The economic costs of aircraft noise in the UK are estimated at £313 million a year. The health costs of the UK aviation sector's air pollution amount to some £1.3 billion a year. Aviation is also the fastest-growing source of greenhouse gas emissions, and it's now acknowledged by the Stern Report that climate change is the gravest threat to global prosperity.
The costs of UK aviation's contribution to climate change have been estimated at well over £2 billion. And unless the government radically changes its policy on the matter, aviation's CO2 emissions will have increased by 588% between 1992 and 2050. By 2050, aviation could be contributing up to 15% of the overall global warming effect produced by human activities - with staggering economic costs. The damage from climate change is rising at a faster rate than economic growth.

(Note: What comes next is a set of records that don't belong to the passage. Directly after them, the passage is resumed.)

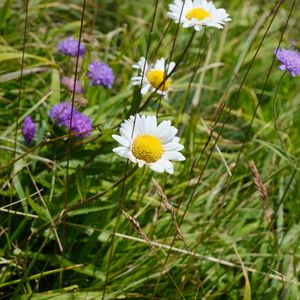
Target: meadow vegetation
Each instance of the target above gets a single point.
(80, 222)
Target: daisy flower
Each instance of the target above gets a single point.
(290, 60)
(197, 14)
(146, 143)
(154, 77)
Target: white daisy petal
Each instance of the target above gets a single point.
(173, 155)
(121, 140)
(154, 77)
(157, 167)
(150, 144)
(197, 13)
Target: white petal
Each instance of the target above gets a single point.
(173, 155)
(173, 146)
(122, 151)
(141, 163)
(121, 140)
(145, 88)
(157, 167)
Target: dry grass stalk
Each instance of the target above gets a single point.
(168, 207)
(262, 190)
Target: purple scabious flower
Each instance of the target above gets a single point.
(69, 46)
(290, 60)
(61, 113)
(29, 130)
(68, 82)
(81, 124)
(100, 74)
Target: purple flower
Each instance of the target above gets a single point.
(81, 124)
(290, 60)
(61, 113)
(29, 130)
(68, 82)
(100, 74)
(69, 46)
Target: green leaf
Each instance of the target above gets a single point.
(247, 290)
(5, 12)
(55, 87)
(80, 183)
(40, 211)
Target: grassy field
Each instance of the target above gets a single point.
(80, 222)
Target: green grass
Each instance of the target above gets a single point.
(117, 240)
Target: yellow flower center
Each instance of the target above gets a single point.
(158, 80)
(197, 13)
(147, 148)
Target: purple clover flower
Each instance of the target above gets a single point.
(81, 124)
(100, 74)
(61, 113)
(29, 130)
(68, 82)
(290, 60)
(69, 46)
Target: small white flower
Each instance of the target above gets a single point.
(145, 143)
(153, 77)
(197, 14)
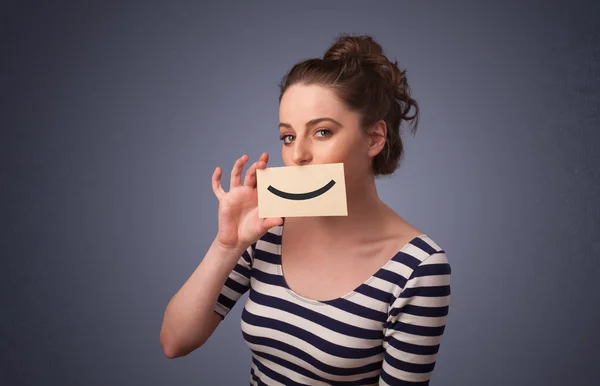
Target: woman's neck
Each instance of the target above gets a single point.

The overall hidden economic costs of the European Union's aviation sector have been estimated at £14.3 billion a year - of which the UK alone accounts for £3.782 billion, or 26%. This doesn't include the costs of aviation accidents and accident services.
One of the major justifications for airport expansion is that aviation boosts our economy through tourism. Yet we know that air passenger transport currently represents a drain on the UK balance of payments of £3.5 billion a year - not including the costs of importing fuel and aircraft. With 80% of the forecast growth being accounted for by leisure flights, we can only expect this to get worse.
Airline tickets, aircraft and aviation fuel are, despite all the words of concern about climate change, still zero-rated for VAT. This costs HM Treasury £1.8 billion a year in lost VAT alone, and in fact aviation fuel pays no tax at all. If aviation fuel were taxed at the same rate as unleaded petrol (and why shouldn't it be? - it's more of a luxury), this would raise some £5 billion a year. Effectively, Britain is subsidising its aviation industry through a colossal tax-break of £6.8 billion a year, as well as through £3.8 billion in external costs.
The effect of these tax-breaks and external costs is the equivalent of every man, woman and child in the UK donating an average of more than £180 a year to the aviation industry - not including accident costs, direct and indirect subsidies to supporting industries including the oil industry and the aircraft manufacturing industry (like the £500 million donated very kindly by the taxpayer to BAe to help pay for its new Airbus), or the costs of providing airports with ground transport infrastructure at public expense.
Any serious economist not in the pay of the aviation industry would surely tell you that consumers make choices according to what seems good value for money. Undoubtedly air travel seems like good value for money. But it only seems so because it gets away with externalising vast hidden costs, and because it receives tax-breaks beyond the wildest dreams of most sectors of the economy. This is the biggest duplicity of all in UK aviation policy: it convinces people that air travel is cheap, while in fact they're paying through the nose for it. Or, to be more explicit, people who don't fly (three out of every five Britons last year) are subsidising people who do, and people who fly occasionally are subsidising people who fly a lot.
We must stop building more airport capacity in the mistaken belief that this is an unequivocal good for the economy. Because there's £10.6 billion a year in hidden subsidies, and billions more in balance-of-payments deficit, that says it isn't.